THIS REV. IS A TEAM PLAYER
Robert Gray gives C’s guidance all season long
It’s Sunday afternoon, and the Rev. Robert Gray preaches to his congregation wearing a stiff clerical collar and palming a wellworn Bible.
The reverend is dressed for church, but his congregation wears warm-up pants and T-shirts in green, black and burgundy. Gray wraps up his sermon and members of the Celtics and Cavaliers bow their heads as the reverend leads them together in prayer. It’s 40 minutes until Game 1 of the NBA Eastern Conference Finals tips off in TD Garden.
To keep their bodies healthy, the Celtics have trainers, coaches and doctors. To keep their hearts and spirits lifted, they have Pastor Gray.
“Really, I’m there to make sure they get some spiritual food,” Gray said. “We all have a spiritual side, and we try to tap into that.”
Gray has provided spiritual support and guidance to the Celtics as the team’s chaplain for 18 seasons. Before that, he spent a decade with the Red Sox and Patriots. He’s been in locker rooms with Michael Jordan and LeBron James. In 2010, Ray Allen developed a superstitious pregame ritual in which he asked Gray to pass him a basketball before every home game.
The reverend said he doesn’t view NBA players who seek his counsel any differently from the people who fill the pews at Bethel African Methodist Episcopal Church in Jamaica Plain, where he preaches most Sundays.
“The players are the same people that sit there on Sunday. They just get paid a little more, have a little higher profile,” Gray said.
On his right hand, he wears a 2008 Championship ring with his name engraved, a gift from Paul Pierce. Leon Powe, the hero of Game 2 in those 2008 finals, said “the Rev,” as he calls him, helped that team tune out the noise around them to become champions.
“Everybody that year was saying we were going to be a great team one day, but we’re not going to be able to win it all in our first year,” Powe said. “Reverend Gray, he told us, ‘You can do anything you put your mind to.’ He lifted us up.”
Lifting people up is Reverend Gray’s core mission, going back to his first career as a juvenile probation officer. He was ordained as a deacon in the AME church in 1994. He never dreamed of a job in locker rooms, and even now, he describes himself as a casual fan.
“With Reverend Gray, it’s not just basketball,” Powe said. “There’s more to it than basketball. He doesn’t just look at you as athletes, he looks at you as a human being, from the bottom of his heart.”

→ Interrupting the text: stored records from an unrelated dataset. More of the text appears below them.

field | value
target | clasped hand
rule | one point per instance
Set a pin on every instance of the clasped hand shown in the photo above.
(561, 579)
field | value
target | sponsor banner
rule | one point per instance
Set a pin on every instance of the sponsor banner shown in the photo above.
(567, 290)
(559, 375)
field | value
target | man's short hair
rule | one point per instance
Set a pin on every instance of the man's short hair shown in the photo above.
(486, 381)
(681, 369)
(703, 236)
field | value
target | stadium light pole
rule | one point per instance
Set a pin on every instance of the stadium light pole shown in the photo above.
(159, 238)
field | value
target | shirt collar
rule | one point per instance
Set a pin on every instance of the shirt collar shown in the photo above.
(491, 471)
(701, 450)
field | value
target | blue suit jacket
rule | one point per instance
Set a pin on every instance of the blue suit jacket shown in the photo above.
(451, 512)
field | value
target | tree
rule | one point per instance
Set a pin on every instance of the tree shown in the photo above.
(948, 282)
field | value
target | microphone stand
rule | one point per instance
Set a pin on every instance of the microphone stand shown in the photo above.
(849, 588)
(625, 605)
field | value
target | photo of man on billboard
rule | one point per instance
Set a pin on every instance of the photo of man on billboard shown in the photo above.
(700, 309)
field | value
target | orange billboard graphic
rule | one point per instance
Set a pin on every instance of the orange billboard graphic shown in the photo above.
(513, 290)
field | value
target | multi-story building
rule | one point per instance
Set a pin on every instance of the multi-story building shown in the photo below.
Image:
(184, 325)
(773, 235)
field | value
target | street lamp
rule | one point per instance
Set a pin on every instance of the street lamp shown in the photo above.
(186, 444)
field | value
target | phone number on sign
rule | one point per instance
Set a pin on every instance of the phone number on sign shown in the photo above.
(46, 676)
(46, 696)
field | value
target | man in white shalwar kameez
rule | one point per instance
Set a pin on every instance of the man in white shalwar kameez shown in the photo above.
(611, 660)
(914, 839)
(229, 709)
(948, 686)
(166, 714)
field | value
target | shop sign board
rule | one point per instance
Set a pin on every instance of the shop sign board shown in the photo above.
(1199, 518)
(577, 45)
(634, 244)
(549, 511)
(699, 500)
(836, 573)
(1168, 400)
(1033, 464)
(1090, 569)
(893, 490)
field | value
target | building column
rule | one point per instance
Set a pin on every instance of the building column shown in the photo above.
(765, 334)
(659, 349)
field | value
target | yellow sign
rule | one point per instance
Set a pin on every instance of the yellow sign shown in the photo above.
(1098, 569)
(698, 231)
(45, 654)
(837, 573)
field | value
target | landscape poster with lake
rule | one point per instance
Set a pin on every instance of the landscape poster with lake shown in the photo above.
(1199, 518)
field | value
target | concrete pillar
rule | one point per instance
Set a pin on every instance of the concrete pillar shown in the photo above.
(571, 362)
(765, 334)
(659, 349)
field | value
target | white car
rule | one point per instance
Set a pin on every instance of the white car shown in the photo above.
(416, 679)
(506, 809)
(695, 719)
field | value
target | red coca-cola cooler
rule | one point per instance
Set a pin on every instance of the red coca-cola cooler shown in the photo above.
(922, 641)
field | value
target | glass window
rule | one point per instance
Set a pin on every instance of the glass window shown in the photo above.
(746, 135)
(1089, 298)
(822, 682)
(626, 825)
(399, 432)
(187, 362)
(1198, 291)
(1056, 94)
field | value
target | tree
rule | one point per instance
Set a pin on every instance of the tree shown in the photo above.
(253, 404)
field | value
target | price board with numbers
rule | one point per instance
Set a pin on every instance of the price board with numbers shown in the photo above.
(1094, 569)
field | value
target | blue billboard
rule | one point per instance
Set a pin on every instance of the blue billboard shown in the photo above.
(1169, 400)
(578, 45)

Gray preaches anywhere from 40 to 60 pregame sermons a season, and everyone in the Garden is welcome. Beyond that, there are phone calls from NBA players on the road, looking for counsel. There are countless private discussions about rookie walls and personal discouragement. Gray lends an ear and says a prayer.
“You have highs and lows, and sooner or later everybody hits a low and needs a little encouragement,” he said.
Sometimes the deepest lows have nothing to do with basketball. That was the case when Isaiah Thomas lost his beloved younger sister during the 2017 playoffs, and the November morning when Jaylen Brown learned his best friend had passed away, just hours before Boston played in prime time against Golden State.
“You’re there and you talk with them,” Gray said. He wouldn’t speak specifically about his personal counsel with players but added, “we tried to be there for both of those guys.”
“I was always thankful to Reverend Gray for always being there. He was there the whole time, he preached moral character, doing the right things on and off the court — being humble, winning with class and losing with class,” Powe said.
Who knows how much longer this miraculous postseason will last for the Celtics? Not even Danny Ainge can say. But when the lights over the parquet go dark for the last time this season, the Rev will be there to make sure everyone can find the light.